Ainsi, « seul un professionnel sur
les 23 ayant adressé des recommandations écrites, a proposé des travaux sur les
3 critères exigés en matière de rénovation énergétique : enveloppe du logement,
ventilation, production de chaleur ». Quant aux aides financières, c’est
à l’avenant.
Pas d’évaluation globale, un
professionnalisme aléatoire
Sur les
trois critiques présentées par l’association, la dernière peut être minorée. En
effet, il faut remarquer que le système incitatif est tel qu’il faudrait que
les professionnels deviennent également expert-comptable… La critique est donc
directement imputable au législateur.
Toutefois,
concernant les deux premières, les professionnels sont en plein dans l’œil du
cyclone. Selon UFC-Que choisir, le corporatisme
et le manque de professionnalisme prévalent. Ce qu’avait déjà évoqué
Bâti 2030 en juillet dernier (en pointant la nécessité absolue d'une montée en gamme des artisans)… En effet, la logique corpo-centrée des
techniciens – et donc leur expertise sur un seul segment de la rénovation – les
conduit à ne proposer que des travaux/conseils sur leur expertise personnelle.

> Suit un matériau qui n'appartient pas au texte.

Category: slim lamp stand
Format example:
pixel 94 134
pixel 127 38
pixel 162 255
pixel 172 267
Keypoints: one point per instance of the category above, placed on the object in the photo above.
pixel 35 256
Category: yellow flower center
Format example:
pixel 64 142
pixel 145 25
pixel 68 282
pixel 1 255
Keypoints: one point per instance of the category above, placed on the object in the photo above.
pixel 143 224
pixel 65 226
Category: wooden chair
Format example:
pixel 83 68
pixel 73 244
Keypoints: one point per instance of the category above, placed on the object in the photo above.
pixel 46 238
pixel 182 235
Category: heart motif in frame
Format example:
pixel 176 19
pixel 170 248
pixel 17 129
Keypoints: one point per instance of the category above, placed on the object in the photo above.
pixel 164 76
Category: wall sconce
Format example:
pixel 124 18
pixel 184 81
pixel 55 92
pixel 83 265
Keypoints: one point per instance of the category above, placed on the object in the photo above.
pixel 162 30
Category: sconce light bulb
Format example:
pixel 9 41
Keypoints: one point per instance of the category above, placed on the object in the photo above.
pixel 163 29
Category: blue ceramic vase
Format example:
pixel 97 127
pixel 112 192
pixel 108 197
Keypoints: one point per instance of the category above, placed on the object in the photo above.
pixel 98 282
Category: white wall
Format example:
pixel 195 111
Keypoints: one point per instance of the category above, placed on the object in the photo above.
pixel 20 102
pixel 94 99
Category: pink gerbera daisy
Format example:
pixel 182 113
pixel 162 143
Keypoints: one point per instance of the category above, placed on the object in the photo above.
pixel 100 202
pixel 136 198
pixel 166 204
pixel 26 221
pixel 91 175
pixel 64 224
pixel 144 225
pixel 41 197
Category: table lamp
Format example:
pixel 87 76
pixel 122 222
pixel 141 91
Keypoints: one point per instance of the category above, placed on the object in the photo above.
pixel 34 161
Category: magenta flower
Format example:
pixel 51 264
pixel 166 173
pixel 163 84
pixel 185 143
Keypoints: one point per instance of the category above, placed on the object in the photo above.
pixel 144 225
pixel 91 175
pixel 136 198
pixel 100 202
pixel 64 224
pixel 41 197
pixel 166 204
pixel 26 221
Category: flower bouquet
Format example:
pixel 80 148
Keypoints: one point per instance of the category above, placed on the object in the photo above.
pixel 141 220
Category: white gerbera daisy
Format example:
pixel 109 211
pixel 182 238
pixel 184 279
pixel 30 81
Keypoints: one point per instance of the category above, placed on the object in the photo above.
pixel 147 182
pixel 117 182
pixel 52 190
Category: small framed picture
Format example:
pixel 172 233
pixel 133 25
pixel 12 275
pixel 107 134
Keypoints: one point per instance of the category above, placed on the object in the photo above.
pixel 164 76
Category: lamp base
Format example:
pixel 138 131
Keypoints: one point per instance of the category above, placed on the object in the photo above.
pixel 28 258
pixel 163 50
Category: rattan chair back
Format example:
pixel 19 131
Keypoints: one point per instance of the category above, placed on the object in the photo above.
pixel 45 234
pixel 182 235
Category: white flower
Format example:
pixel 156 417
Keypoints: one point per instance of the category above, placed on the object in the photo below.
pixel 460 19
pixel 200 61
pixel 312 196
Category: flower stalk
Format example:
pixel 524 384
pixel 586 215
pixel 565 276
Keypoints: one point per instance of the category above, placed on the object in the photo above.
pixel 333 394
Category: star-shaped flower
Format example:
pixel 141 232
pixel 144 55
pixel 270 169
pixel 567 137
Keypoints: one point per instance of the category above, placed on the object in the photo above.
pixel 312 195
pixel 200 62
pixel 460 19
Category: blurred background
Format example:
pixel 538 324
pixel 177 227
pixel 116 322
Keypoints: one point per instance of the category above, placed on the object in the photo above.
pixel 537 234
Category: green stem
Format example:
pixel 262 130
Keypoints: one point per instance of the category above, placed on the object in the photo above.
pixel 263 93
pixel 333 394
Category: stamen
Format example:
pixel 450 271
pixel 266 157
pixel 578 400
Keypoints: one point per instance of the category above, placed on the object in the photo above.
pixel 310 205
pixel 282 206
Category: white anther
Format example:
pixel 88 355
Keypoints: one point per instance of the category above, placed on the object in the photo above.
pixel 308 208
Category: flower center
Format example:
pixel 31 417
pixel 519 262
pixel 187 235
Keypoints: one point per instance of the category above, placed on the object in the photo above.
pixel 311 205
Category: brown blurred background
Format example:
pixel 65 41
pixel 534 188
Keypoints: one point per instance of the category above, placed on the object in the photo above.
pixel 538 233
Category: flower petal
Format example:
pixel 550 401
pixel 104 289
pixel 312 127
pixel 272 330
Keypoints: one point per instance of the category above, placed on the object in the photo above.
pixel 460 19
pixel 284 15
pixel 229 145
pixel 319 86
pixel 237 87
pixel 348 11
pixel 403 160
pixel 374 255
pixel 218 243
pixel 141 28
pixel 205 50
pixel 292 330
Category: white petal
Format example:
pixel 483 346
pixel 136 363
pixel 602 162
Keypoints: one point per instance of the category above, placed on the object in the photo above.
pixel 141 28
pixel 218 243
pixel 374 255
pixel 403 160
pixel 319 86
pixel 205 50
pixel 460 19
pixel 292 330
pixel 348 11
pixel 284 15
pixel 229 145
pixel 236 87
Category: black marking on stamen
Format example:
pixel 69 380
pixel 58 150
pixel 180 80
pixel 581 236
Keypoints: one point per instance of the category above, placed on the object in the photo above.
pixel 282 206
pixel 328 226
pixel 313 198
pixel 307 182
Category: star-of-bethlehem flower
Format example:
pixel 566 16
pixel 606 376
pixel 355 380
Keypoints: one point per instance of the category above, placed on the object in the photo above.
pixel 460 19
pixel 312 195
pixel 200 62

Le client, par définition non expert, se trouve donc induit en erreur. Or,
celle-ci (s’il réalise les travaux et que les économies d’énergie ne sont pas
au rendez-vous) n’est pas opposable juridiquement.
Par
ailleurs, même s’il existe des cas malintentionnés (souvenez-vous
de l’écodélinquance), UFC-Que Choisir met surtout en avant le mal qui mine
le BTP français : une inadaptation chronique des salariés et entreprises
pour faire face aux enjeux de notre temps. On l’a déjà vu pour le numérique
ou encore dans la filière
bois. Le cas de la filière rénovation est encore plus criant. Pour
l’association, la formation RGE est l’accusée car « caricaturale et trop théorique assortie d’un contrôle hypothétique tous
les quatre ans qui n’a rien de pédagogique ». Et d’enfoncer le clou : «
pour nous RGE, signifie pour l’instant «
rien ne garantit l’efficacité » ».
Un bilan désolant qui pousse à
l’action : pour un « architecte-énergéticien »
Pour
reprendre une analogie footballistique, on joue comme on s’entraîne. Or, avec
une formation FEEBat en 5 modules de deux jours en moyenne, il ne faut pas se
leurrer sur la compétence des professionnels de la rénovation. Pis, la
formation des artisans indépendants pour décrocher le label RGE ne dure que
deux jours. De plus, comme toute formation, n’est crédible que ce qui est
sanctionné. Aussi, UFC-Que Choisir propose de la renforcer et de contrôler
l’attribution de la mention RGE.
Mais le plus
intéressant reste la proposition de développer une filière d’experts
indépendants (sous-entendu, autonome des professionnels du BTP et des géants de l’énergie). Ainsi, ces
architectes-énergéticiens
(pages 26-29) seraient en mesure :
- De réaliser un audit complet et non biaisé (volontairement ou non) du logement : évaluations financières, proposition de travaux, chiffrage de l’objectif d’économie d’énergie.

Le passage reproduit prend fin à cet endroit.